Trump's Recklessness on Energy

Trump's Recklessness on Energy

Donald Trump’s comments on energy during this campaign season have been sparse. But apparently off-the-cuff statements the past few weeks on environmental protection and Saudi Arabia have been real blockbusters.

In a Fox News debate late last month, the frontrunner for the Republican nomination for president said that, if elected, he planned to virtually eliminate the Environmental Protection Agency. Created under Republican President Richard Nixon in 1970, EPA has generally been able to count on fairly bipartisan support. Though GOP attacks in recent years gotten considerably shriller, no previous American political candidate has ever gone so far with an environmental position anywhere near this extreme.

A reasonable observer might conclude that the United States is beating the socks off China in providing clean air and protecting the lungs of its citizens. With China now adopting tough new initiatives to address its severe air problems, Trump pledges, in effect, to make America dirty again and unravel an American system that has been the envy of much of the world.

Trump told reporters from the New York Times several days ago that he would end U.S. purchases of oil from Saudi Arabia unless the Saudis committed more funds to U.S. military operations in the Middle East. A good discussion of how to allocate the costs of defending the region against aggression would certainly be in order. The last three administrations have paid less attention to this issue than previous ones. But the Trump approach demonstrates a lack of understanding of international oil markets.

Unilateral boycotts hardly pose a major threat to oil exporters. The embargo on Iran’s oil worked because it was supported by most of the oil-consuming nations. In the case of Saudi Arabia, its oil would end up being diverted elsewhere, while we would probably buy oil we needed from the sellers who were displaced by the Saudis. To the extent the Saudis had difficulty finding the right refineries for their grade of oil, our refiners would have similar challenges getting the correct match. In sum, there would be inefficiency added into the global trade of oil, but things would still get worked out.
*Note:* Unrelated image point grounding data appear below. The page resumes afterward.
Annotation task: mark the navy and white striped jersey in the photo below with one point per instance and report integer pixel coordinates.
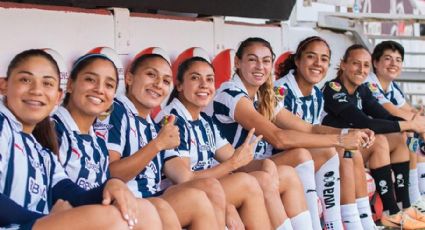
(27, 170)
(393, 95)
(309, 108)
(224, 105)
(126, 134)
(84, 157)
(200, 137)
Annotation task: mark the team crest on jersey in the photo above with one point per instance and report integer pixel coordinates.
(335, 86)
(373, 87)
(280, 92)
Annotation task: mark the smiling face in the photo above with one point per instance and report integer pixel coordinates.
(313, 63)
(356, 68)
(389, 65)
(149, 85)
(255, 65)
(197, 89)
(32, 91)
(93, 90)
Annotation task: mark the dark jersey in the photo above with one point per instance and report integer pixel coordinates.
(357, 110)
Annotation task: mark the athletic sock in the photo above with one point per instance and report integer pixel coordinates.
(306, 173)
(414, 194)
(401, 174)
(286, 225)
(328, 190)
(365, 213)
(384, 186)
(421, 177)
(302, 221)
(350, 217)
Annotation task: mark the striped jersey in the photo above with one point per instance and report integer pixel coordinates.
(200, 137)
(224, 105)
(126, 132)
(27, 170)
(309, 108)
(84, 157)
(392, 95)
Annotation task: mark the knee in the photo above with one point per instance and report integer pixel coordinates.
(380, 146)
(328, 153)
(148, 213)
(287, 174)
(301, 155)
(197, 199)
(213, 189)
(113, 217)
(266, 181)
(161, 205)
(249, 184)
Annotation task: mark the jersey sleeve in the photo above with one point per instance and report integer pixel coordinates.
(6, 143)
(62, 141)
(13, 213)
(220, 140)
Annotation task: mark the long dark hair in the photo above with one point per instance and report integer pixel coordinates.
(183, 68)
(347, 55)
(266, 96)
(43, 131)
(289, 63)
(139, 60)
(82, 63)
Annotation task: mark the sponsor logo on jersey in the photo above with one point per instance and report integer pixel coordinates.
(75, 151)
(384, 187)
(92, 166)
(373, 87)
(328, 192)
(280, 92)
(335, 86)
(339, 95)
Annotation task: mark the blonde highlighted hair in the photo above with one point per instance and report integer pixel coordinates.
(266, 96)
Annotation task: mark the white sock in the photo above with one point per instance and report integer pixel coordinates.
(421, 176)
(285, 226)
(350, 217)
(414, 193)
(363, 206)
(328, 190)
(306, 173)
(302, 221)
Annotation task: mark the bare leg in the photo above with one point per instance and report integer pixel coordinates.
(87, 217)
(243, 191)
(166, 213)
(193, 208)
(215, 193)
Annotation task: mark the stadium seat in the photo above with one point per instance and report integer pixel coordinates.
(224, 65)
(280, 60)
(188, 53)
(113, 55)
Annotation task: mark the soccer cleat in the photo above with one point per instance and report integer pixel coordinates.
(401, 220)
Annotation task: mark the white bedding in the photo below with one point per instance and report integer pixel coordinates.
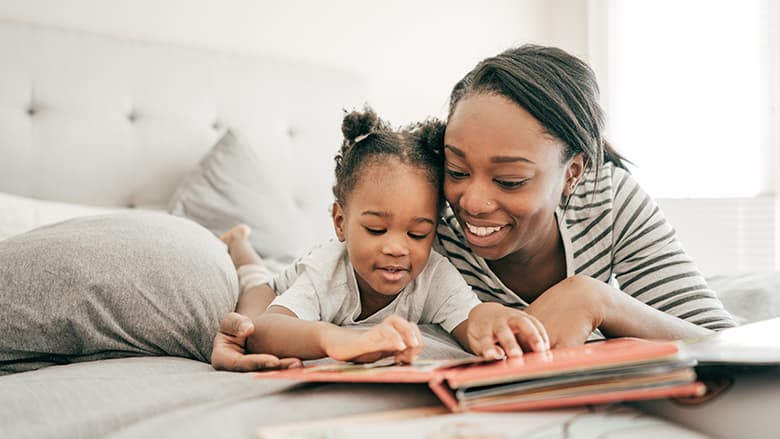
(20, 214)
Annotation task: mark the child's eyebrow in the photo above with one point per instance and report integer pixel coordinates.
(382, 214)
(376, 213)
(422, 219)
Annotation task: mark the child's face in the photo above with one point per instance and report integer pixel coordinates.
(388, 224)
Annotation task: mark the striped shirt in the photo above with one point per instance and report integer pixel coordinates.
(612, 231)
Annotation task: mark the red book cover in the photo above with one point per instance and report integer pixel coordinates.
(600, 372)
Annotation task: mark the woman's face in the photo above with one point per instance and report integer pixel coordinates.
(504, 176)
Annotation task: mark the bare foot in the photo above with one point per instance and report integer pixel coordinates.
(237, 233)
(239, 247)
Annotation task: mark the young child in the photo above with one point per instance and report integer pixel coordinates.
(381, 271)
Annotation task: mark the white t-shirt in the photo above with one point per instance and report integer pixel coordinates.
(321, 286)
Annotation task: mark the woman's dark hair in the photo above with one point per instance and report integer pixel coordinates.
(369, 140)
(556, 88)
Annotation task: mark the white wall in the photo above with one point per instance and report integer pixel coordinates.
(411, 52)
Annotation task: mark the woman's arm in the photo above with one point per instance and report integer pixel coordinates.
(651, 265)
(572, 309)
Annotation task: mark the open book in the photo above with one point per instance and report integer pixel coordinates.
(599, 372)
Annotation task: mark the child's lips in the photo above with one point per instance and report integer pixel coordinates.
(393, 273)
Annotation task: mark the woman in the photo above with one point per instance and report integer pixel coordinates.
(543, 215)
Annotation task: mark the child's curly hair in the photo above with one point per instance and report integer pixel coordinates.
(369, 140)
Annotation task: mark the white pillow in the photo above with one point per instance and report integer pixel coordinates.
(231, 185)
(19, 214)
We have limited our markets to foreign suppliers before (during the Depression and from 1959 to 1973) and, in many respects, the actions ended up backfiring on us. The founding of OPEC itself was, in part, a response to the decision by President Dwight D. Eisenhower – under pressure from protectionist oil-patch Democrats and worried about the national security implications of dependence on foreign oil – to impose import quotas. Trump argues we are in a better position to reject foreign oil because of rising U.S. production, but there are no immediate prospects that we do without any imports, particularly when low prices are reining in U.S. exploration and development.

In addition, we would be accepting oil from Iran but not from Saudi Arabia – a symbolic act probably not in America’s best interests. What sort of message does it send to that region of the world when a leading presidential candidate says we are willing to contemplate the fall of an ally of many decades? Does Mr. Trump have an alternative government in mind? Why can’t discussions about military costs take place in private, where they might be more productive and less disruptive to the relationship?

Added to his threat to place punitive tariffs on imports from China, Trump’s position that the government in Washington should tell oil refiners who they can buy crude from (in the absence of an international approach that might actually produce results) raises questions about how far the federal government should go in constraining private commerce. The government should be the final arbiter on American foreign policy, but it is hard to justify penalizing American businesses and consumers when the proposed actions may do more harm than good.

Environmental policy and foreign policy are like chess games in which an American president gets to move pieces, but other people do as well. It would be encouraging to see the energy game thought out more moves in advance, in case the blustery tweets and interview sound bites of the campaign trail make it all the way to the Oval Office.